Sostuvo que el numeral 4 del artículo 297 del CPACA indica que son ejecutables los actos administrativos con constancia de ejecutoria y, que en en ese contexto, para qué pedir, como lo hizo el juzgado en el mandamiento de pago, que la entidad emitiera un acto administrativo, si lo pedido es el pago, pues, si se emite un acto administrativo, será este el acto ejecutable, lo que a su juicio, retrasa más el cumplimento al fallo, limita y restringe el acceso a la administración de justicia, porque, según dice, si la entidad emite el acto y no paga, impone volver a elevar otro proceso ejecutivo.
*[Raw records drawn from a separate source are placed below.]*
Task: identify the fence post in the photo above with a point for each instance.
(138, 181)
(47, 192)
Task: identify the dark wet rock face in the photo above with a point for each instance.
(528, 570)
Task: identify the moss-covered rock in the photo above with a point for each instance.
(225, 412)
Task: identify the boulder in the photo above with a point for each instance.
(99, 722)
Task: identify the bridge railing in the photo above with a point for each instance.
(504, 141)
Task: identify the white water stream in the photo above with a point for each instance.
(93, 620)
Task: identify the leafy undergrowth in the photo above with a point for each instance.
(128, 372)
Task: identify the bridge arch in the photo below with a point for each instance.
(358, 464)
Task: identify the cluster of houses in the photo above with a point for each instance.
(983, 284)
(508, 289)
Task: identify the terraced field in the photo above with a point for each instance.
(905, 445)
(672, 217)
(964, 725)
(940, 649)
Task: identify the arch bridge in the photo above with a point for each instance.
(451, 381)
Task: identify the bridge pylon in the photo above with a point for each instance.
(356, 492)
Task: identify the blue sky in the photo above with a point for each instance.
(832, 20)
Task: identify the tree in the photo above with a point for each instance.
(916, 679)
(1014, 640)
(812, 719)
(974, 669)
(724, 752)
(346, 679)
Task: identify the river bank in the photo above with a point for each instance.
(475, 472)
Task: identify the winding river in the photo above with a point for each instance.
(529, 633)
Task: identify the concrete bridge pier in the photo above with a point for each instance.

Que el mandamiento de pago se limitó sólo a la obligación de hacer, consistente en emitir una resolución, tomando en consideración el juzgado que la norma de lo contencioso administrativo no regula la obligación de pagar, sin dar el alcance debido al artículo 297 del CPACA. A su juicio, el contenido de la sentencia declarativa contiene una obligación de pagar una suma líquida de dinero o perfectamente liquidable, consistente en el reconocimiento y pago de la pensión del actor desde el 17 de febrero de 2007, en un salario mínimo, con el pago de la indexación y de los intereses moratorios, por el no pago oportuno de la misma, es decir que, la orden que debió establecerse en el mandamiento de pago consistía en ordenar a la entidad ejecutada, pagar la obligación en mención, de conformidad con el artículo 430 del CGP.

Indicó que el juzgado negó el recurso de apelación del auto del 14 de enero de 2018, al considerar que de acuerdo con el artículo 243 numeral 2 de la Ley 1437 de 2011, sólo es apelable el auto que decreta la medida cautelar, sin embargo, dicho artículo regula los recursos en el trámite de la demanda ordinaria y de los procesos contenciosos administrativos y no la medida cautelar dentro del proceso ejecutivo.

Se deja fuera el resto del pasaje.